A mortally wounded Patrick arrives on Denduron just as Alder and Bobby are about to leave. They heal him and send him back to Third Earth to find out what a possible Second Earth turning point could be. They then head to Second Earth to find Mark and Courtney. Bobby comes out in the flume below Naymeer's house. Just before Bobby arrives, Naymeer tells Mark and Courtney that the flumes and Traveler rings are made of dark matter. Bobby, Alder, Mark, and Courtney all talk with Naymeer who tells them he can't be stopped. They disagree and escape to Courtney's family's boat where they all decide that a vote to nominate Ravinia as "spiritual advisor" to the entire world is the turning point of Second Earth. Courtney's parents then show up with the cops. Another chase ensues and Mark and Courtney are captured but Bobby and Alder escape and take refuge with the main protester of Ravinia, Haig Gastigian.

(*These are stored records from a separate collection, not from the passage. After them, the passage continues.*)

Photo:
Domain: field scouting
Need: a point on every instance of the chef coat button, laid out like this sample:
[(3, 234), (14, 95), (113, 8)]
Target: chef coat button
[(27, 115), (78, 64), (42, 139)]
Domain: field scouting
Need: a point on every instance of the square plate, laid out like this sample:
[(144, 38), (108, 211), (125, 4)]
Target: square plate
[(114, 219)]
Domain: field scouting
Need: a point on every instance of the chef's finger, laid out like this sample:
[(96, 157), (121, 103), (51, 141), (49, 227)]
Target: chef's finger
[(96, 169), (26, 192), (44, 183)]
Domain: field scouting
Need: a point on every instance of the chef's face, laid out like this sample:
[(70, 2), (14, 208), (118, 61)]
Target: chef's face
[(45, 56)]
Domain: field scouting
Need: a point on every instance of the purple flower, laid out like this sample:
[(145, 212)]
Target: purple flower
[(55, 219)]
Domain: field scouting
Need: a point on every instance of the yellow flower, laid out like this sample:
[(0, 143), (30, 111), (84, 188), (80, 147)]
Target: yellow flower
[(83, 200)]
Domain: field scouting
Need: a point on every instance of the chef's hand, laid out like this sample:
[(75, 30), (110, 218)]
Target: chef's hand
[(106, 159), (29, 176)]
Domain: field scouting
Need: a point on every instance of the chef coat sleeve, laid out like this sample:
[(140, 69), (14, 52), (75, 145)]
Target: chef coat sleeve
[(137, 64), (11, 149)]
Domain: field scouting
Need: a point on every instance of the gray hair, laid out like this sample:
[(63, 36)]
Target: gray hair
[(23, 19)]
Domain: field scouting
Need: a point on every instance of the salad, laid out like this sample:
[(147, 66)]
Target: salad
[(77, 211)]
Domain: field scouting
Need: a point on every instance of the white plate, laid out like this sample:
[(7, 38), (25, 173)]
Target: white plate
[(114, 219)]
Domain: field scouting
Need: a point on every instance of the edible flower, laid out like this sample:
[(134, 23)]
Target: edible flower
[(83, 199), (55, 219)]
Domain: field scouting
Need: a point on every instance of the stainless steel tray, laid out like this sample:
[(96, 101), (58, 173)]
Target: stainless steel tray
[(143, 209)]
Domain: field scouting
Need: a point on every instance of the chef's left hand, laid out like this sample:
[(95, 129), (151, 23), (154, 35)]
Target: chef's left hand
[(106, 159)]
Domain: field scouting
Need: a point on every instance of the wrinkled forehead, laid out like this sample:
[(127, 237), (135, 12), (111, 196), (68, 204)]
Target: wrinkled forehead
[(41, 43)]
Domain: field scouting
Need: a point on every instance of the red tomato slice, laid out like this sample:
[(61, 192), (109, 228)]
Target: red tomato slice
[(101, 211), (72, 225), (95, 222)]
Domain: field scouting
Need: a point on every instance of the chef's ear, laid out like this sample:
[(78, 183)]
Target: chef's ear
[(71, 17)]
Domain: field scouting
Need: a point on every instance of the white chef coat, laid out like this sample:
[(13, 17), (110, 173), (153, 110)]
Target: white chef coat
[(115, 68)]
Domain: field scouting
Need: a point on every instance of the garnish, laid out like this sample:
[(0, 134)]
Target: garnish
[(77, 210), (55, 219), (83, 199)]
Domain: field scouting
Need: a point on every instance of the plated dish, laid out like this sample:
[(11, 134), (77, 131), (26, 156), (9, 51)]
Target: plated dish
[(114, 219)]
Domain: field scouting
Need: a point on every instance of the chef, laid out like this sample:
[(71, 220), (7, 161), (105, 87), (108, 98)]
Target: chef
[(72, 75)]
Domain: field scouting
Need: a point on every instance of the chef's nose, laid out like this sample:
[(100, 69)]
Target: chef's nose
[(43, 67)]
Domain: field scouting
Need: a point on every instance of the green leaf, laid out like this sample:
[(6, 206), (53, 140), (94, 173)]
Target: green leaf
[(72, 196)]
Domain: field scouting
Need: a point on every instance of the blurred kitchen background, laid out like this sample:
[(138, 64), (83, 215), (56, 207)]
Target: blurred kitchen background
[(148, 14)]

Patrick, on Third Earth, learns that the destruction there has begun with a mostly forgotten event known as the Bronx Massacre. He is killed while trying to convey word of this, but succeeds in telling Bobby about the event by sending him a message through his ring. Bobby and Alder witness what they think is the Bronx Massacre when Naymeer sends 12 people, including Mark and Courtney, into the flume to an unknown destination. Bobby and Alder later hear from Haig Gastigian, that he is holding a rally of 70,000 people in Yankee Stadium. At the rally the UN's vote is revealed to favor Ravinia, whereupon the 70,000 protesters gathered in Yankee Stadium are pulled into a giant flume which Naymeer creates, causing the true Bronx Massacre. Alder tries to stop him, but is killed in the process. Bobby is brought to a helicopter and flown above the stadium to witness everyone's deaths. It is revealed that Haig Gastigian was really Nevva who lured all the people to the stadium. Realizing this, Bobby throws Naymeer into the flume. At this, Saint Dane claims victory because Bobby had stooped to his level and failed his last test. Naymeer, falling into the flume, causes a beam of light to strike the helicopter. It spins out of control and falls into the flume. Saint Dane and Nevva escape and later tell the Conclave of Ravinia, the head of Ravinia, that Naymeer is dead but that Nevva is trained to take his place.

Bobby then finds himself in space, looking down at the flumes, and watches them explode. He wakes up in the middle of an oblivious landscape, where he is confronted by his Uncle Press and the other nine travelers of his generation, both dead and alive. Uncle Press says that now is the right time to kill Saint Dane, since he believes that he has won. He also says that it is time for the current Travelers to learn the truth about themselves. The Travelers decide to finish the fight with Saint Dane, once and for all.

==Cover art unveiling==

The cover art was hyped on the official site by a complete redesign of the site, and a countdown to December 17, 2007, when the cover would be released.

== Reception ==
The book reached the #2 spot in numerous categories on Amazon.com.